Design/methodology/approach
The ERP system still contains and uses the material requirements planning (MRP) logic as its central planning function. As a result, the ERP system inherits a number of shortcomings associated with the MRP system, including unrealistic lead‐time determination. The developed methodology employs bi‐directional feedback between the non‐stochastic ERP system and the discrete event simulation model until a set of converged lead times is determined.
Findings
An example of determining realistic production lead‐time data in the ERP system is presented to illustrate how such a marriage can be achieved.
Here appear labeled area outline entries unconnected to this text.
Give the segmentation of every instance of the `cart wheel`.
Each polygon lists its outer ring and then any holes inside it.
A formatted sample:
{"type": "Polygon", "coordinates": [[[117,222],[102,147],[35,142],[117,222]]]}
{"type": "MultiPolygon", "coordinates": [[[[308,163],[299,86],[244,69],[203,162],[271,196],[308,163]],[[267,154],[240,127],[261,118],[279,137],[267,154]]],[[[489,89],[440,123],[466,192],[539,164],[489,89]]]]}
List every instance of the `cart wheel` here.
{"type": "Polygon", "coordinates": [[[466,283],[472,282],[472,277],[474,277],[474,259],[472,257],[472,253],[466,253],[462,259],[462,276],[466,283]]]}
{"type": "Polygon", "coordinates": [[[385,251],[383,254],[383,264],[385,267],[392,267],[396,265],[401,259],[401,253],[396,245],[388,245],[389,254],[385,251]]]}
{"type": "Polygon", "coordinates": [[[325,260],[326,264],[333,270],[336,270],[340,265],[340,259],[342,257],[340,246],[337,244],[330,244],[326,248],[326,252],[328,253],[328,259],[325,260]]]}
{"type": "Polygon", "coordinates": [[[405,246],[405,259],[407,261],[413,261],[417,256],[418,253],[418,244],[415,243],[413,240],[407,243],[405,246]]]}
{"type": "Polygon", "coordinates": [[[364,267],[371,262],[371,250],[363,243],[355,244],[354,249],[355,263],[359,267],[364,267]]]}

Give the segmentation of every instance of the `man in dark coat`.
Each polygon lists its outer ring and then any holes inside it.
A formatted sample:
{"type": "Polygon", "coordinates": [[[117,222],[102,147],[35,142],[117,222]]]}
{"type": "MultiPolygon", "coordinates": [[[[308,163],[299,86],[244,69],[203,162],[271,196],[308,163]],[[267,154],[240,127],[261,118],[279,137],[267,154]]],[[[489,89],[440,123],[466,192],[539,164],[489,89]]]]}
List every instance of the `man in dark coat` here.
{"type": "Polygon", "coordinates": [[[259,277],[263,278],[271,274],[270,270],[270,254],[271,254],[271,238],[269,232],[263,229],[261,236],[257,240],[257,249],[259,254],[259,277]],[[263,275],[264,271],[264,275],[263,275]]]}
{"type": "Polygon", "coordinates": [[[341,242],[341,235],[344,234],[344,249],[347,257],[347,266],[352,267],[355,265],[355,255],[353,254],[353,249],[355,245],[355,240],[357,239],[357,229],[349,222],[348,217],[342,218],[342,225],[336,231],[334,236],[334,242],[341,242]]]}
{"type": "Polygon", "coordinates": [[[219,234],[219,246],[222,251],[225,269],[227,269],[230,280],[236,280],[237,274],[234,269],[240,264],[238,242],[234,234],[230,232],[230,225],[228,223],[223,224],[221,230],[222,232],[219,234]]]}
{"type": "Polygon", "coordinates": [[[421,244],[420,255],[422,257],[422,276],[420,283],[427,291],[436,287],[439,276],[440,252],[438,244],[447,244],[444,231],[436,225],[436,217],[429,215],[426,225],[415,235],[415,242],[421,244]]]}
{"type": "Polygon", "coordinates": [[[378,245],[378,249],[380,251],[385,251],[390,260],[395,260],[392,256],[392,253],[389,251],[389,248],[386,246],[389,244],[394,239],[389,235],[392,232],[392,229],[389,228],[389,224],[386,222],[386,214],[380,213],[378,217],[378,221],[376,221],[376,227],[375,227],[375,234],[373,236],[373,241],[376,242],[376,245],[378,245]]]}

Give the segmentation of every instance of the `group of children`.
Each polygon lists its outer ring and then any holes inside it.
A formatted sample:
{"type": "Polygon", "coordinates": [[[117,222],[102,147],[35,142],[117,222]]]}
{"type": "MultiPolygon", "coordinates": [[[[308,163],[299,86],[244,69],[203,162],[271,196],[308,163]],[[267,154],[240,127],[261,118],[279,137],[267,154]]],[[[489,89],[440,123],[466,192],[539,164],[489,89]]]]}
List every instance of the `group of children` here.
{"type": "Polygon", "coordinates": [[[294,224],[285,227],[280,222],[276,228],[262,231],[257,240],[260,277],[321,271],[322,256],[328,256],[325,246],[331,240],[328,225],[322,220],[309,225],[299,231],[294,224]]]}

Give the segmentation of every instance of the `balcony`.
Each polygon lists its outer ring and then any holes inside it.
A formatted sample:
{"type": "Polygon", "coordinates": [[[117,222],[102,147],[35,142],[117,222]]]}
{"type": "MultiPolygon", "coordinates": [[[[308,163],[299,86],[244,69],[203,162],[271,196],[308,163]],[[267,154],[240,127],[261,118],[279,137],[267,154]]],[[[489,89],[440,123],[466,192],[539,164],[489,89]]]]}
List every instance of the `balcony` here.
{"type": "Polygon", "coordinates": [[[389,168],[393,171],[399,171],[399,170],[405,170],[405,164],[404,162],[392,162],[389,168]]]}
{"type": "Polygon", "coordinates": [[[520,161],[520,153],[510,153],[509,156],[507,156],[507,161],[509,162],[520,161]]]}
Research limitations/implications
The research demonstrates that the limited planning functionality of the ERP system can be complemented by external system such as discrete event simulation models. The specific steps developed for this research can be adopted for other enhancements in different but comparable situations.
Practical implications
The organizations who have been using the discrete event simulation in their planning and decision‐making processes can integrate their simulation models and the ERP system following the steps presented in this paper. The ideas in this paper can be used to look for automatic data collection process to update or build the simulation models.
Originality/value
The ERP implementation is a significant investment for any corporation. Once the ERP implementation is completed successfully, the corporations must look for ways to maximally return on their investment. The research results may be used to enhance the implemented ERP systems or to fully utilize the capabilities in a corporation.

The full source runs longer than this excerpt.